Are exchanged or reciprocal links okay with Google?
Etmagnis dis parturient montes, nascetur ridiculus mus. Donec lorem ipsum dolor sit amet, et consectetuer adipiscing elit. Aenean commodo ligula eget consyect etur dolor.

Contact Info


121 King St, Melbourne VIC 3000, Australia

Folow us on social

How to use machine learning for SEO competitor research

How to use machine learning for SEO competitor research

With the ever-increasing appetite of SEO professionals to learn Python, there has never been a better or more exciting time to take advantage of machine learning (ML) capabilities and apply these to SEO.

This is especially true in your competitor research.

In this column, you will learn how machine learning helps solve common challenges in SEO competitor research, how to set up and train your ML model, how to automate your analysis and more.

Let’s do it!

Why we need machine learning in SEO competitor research

Most, if not all SEO professionals working in competitive markets analyze the SERPs and their business competitors to find out what it is their site is doing to achieve a higher rank.

Back in 2003, we used spreadsheets to collect data from SERPs with columns representing different aspects of the competition, such as the number of links to the website, number of pages, and so on.

Eventually, the idea was right, but the execution was hopeless due to the limitations of Excel to perform a statistically robust analysis in a short time.


Continue reading below

And if the boundaries of spreadsheets were not enough, the landscape has moved quite a bit since then, as we now have:

Mobile SERPs.Social media.A much more sophisticated Google search.Page speed.Personal search.Schema.Javascript frameworks and other new web technologies.

The above is by no means an exhaustive list of trends, but serves to illustrate the ever-increasing range of factors that may explain the advantage of your higher-ranked competitors in Google.

Machine learning in the SEO context

Fortunately, with tools like Python / R, we are no longer subject to spreadsheet limits. Python / R can handle millions to billions of data rows.

If anything, the limit is the quality of the data you can add to your ML model and the intelligent questions you ask to your data.

As an SEO professional, you can make the crucial difference to your SEO campaign by cutting through noise and applying machine learning to competitor data to discover:


Continue reading below

Which ranking factors can best explain the differences in rankings between sites. What is the winning benchmark. How much a unit change in factor is worth in terms of rank.

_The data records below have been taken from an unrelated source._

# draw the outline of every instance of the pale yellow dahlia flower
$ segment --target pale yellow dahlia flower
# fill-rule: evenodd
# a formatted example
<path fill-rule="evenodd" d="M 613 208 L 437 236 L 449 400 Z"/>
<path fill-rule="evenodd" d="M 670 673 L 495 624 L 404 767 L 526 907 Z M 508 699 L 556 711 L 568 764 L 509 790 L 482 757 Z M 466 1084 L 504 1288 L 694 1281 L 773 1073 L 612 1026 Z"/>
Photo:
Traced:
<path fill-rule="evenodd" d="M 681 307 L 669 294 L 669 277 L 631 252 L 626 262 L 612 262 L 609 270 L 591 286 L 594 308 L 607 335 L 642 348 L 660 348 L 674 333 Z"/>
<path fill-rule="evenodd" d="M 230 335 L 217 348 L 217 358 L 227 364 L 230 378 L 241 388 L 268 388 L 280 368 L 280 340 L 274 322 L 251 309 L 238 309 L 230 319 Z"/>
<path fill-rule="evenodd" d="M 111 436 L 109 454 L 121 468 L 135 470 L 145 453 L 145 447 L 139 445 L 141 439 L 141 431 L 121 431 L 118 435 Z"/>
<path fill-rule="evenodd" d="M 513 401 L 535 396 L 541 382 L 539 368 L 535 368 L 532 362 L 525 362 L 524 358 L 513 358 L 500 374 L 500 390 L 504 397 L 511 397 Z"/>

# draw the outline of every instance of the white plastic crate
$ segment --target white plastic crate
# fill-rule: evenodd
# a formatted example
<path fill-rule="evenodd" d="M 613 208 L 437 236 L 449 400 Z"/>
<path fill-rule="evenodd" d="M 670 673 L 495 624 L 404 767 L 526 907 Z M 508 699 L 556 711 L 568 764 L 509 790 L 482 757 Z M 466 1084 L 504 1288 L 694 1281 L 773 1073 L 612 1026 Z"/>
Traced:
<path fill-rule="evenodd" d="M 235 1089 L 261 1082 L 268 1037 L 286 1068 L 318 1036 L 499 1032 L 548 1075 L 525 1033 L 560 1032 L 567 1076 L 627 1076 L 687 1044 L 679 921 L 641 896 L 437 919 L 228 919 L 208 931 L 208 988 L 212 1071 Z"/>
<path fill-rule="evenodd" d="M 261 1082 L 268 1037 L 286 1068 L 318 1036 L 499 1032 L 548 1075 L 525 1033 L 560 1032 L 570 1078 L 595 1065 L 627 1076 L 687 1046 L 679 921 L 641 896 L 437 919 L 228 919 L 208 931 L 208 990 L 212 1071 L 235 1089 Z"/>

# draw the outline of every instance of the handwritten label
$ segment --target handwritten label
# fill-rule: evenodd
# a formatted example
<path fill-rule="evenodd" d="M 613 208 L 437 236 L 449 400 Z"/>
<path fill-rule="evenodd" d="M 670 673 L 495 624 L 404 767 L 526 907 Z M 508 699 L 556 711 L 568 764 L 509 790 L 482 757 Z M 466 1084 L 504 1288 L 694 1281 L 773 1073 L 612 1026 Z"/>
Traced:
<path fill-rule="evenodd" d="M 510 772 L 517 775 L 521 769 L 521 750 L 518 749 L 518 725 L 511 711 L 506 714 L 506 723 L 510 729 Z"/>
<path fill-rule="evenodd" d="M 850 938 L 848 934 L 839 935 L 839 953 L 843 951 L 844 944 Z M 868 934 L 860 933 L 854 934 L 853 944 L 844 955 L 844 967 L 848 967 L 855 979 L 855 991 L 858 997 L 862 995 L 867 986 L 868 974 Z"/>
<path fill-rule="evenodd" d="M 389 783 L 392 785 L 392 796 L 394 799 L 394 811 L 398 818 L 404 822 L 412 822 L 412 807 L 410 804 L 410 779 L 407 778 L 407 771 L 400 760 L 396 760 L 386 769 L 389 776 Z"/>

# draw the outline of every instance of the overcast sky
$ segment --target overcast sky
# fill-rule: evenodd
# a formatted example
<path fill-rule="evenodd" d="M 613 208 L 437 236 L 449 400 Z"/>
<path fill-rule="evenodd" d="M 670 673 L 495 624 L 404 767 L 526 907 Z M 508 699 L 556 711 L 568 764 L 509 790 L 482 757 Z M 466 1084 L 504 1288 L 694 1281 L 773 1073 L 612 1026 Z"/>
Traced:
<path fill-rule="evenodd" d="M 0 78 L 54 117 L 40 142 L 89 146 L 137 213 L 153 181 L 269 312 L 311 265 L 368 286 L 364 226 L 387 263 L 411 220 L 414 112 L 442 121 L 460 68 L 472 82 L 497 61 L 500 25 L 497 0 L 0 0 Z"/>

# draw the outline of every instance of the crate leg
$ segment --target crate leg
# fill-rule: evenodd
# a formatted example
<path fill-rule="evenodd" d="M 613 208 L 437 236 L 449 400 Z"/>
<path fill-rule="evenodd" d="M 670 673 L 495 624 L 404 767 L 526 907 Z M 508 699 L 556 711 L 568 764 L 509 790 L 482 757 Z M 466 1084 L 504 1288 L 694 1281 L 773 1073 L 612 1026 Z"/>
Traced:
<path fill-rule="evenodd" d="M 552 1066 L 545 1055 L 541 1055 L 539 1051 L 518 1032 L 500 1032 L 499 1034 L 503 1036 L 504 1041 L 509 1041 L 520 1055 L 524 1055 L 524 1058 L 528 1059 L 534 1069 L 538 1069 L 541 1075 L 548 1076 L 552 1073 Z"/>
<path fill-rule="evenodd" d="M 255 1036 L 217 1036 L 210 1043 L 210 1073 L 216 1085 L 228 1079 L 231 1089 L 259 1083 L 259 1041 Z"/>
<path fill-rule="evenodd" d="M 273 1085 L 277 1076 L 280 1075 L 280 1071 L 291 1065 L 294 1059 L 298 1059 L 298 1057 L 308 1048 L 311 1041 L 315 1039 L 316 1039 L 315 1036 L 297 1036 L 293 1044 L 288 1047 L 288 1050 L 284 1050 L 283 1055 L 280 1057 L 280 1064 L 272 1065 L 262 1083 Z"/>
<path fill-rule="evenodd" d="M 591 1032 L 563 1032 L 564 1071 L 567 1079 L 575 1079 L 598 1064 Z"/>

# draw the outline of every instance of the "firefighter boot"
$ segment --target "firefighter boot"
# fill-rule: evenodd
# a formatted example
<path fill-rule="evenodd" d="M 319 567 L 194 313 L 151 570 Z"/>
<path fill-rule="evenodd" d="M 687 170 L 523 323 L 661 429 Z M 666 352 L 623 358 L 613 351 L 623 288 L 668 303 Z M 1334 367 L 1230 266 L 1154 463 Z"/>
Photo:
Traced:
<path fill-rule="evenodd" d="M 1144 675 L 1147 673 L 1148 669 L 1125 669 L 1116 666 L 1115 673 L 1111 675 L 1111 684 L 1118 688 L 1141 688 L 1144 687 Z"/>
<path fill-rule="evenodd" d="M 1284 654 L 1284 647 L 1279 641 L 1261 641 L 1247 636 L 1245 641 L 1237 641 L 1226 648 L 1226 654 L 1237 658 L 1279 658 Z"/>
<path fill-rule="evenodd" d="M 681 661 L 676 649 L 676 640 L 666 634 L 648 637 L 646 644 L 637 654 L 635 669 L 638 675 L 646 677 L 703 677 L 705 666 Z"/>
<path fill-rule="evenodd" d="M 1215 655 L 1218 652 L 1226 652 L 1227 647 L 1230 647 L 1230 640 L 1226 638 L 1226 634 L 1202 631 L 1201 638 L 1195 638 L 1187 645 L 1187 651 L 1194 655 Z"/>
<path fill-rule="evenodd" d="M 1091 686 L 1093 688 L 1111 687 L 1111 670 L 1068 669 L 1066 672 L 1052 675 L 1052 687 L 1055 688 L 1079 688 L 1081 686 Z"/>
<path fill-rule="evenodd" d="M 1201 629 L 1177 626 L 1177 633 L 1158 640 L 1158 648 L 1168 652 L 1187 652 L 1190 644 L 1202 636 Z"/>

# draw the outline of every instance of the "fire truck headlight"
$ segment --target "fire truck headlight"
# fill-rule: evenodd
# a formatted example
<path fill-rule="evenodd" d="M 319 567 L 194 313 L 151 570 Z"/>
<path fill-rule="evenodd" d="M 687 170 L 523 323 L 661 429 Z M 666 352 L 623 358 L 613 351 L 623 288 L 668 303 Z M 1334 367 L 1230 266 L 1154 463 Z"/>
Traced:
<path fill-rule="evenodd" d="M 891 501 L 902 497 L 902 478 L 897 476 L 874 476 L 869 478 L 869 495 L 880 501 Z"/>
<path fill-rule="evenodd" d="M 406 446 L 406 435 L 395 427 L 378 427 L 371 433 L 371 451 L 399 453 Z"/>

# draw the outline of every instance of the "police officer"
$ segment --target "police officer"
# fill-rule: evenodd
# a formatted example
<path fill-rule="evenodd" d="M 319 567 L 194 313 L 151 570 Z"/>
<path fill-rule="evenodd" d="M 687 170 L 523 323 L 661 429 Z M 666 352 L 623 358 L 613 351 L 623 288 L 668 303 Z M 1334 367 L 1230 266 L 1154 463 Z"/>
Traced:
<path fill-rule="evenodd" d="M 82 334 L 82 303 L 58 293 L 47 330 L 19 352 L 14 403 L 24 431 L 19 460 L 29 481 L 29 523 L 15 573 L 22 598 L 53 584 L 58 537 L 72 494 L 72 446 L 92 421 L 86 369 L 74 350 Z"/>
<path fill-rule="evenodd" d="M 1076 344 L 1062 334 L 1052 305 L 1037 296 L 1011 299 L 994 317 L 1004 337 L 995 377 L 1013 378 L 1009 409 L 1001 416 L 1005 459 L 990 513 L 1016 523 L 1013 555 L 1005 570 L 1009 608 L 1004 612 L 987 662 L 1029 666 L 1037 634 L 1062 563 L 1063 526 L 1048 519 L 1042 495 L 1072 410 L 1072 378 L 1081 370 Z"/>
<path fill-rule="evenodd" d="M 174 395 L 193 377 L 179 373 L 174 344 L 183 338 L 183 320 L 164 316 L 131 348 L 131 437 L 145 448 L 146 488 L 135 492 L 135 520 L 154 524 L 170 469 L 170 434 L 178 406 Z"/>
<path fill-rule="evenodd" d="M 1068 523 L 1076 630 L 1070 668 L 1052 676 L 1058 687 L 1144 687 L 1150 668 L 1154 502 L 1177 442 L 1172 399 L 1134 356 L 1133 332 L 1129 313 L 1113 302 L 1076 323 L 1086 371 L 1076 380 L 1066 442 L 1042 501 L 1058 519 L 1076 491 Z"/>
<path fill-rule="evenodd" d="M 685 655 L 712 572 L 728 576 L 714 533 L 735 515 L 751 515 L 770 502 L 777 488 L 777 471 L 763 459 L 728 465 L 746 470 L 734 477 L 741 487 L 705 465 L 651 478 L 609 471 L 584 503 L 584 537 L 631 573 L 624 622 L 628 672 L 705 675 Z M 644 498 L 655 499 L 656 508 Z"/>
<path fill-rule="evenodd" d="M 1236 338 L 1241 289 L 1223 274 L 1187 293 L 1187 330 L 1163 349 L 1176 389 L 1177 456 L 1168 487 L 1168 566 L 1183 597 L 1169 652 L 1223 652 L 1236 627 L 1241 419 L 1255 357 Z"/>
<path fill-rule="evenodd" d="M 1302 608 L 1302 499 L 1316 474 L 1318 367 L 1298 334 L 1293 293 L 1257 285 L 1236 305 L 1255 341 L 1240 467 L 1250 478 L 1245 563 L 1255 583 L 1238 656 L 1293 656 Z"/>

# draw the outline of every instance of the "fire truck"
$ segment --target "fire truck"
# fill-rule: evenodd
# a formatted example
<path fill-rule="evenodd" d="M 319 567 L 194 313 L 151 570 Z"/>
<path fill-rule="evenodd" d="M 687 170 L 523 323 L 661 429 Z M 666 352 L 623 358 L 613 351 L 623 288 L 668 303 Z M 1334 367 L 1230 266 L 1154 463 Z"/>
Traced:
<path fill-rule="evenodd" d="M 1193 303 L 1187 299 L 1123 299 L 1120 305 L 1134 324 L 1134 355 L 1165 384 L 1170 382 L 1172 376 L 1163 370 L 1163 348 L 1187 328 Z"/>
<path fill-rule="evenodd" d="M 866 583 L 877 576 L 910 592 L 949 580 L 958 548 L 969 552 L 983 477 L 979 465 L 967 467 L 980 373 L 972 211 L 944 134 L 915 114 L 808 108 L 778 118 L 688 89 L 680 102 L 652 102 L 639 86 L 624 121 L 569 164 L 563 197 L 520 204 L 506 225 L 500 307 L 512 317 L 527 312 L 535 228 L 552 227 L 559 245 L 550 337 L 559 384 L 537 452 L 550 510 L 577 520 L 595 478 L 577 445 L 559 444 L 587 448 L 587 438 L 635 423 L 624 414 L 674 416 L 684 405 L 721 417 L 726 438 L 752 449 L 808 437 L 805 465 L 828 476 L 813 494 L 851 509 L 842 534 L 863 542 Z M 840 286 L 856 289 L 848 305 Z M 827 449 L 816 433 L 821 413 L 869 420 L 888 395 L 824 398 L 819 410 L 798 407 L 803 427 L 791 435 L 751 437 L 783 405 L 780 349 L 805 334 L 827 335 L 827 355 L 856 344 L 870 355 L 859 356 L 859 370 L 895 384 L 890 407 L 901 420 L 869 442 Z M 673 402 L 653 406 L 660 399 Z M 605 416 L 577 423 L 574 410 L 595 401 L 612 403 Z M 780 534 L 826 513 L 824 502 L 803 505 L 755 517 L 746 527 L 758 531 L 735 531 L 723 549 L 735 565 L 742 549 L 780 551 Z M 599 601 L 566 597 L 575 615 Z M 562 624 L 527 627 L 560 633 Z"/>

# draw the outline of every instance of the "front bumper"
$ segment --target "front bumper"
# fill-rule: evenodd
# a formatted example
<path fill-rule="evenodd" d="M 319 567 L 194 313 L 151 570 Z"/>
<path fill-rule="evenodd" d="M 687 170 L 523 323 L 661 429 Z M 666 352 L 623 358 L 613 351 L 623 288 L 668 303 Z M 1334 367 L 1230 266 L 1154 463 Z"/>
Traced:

Like any (data) scientific effort, there are a number of questions that need to be answered before we can begin coding.

What type of ML problem is competitor analysis?

ML solves a number of problems, whether it is categorizing things (classification) or predicting a continuous number (regression).

In our particular case, since the quality of a competitor’s SEO is denoted by its rank in Google, and this rank is a continuous number, then the ML problem is regression.

Result Metric

Given that we know that the ML problem is a regression, the result metric is rank. This makes sense for a number of reasons:

Rank does not suffer from seasonality; an ice cream brand’s rankings for searches on [ice cream] is not depreciated because it is winter, unlike the “users” metric. Competitor ranking is third-party data and is available using commercial SEO tools as opposed to their user traffic and conversions.

What are the features?

Once we know the result, we must now determine the independent variables or model inputs, also known as functions. The data types for the function will vary, for example:

First paint measured in a few seconds would be a number. Feeling with the categories positive, neutral and negative would be a factor.

Of course, you will cover as many meaningful features as possible, including technical, content / UX and offsite for the most comprehensive competitor research.

What is math?

Considering that rankings are numerical and that we will explain the difference in rank, then in mathematical terms:

rang ~ w_1 * feature_1 + w_2 * feature_2 +… + w_n * feature_n

~ (known as “tilde”) means “explained with”

n is the ninth function

w is the weighting of the function

Using machine learning to uncover the competitor’s secrets

With the answers to these questions in hand, we’re ready to see what secrets machine learning can reveal about your competition.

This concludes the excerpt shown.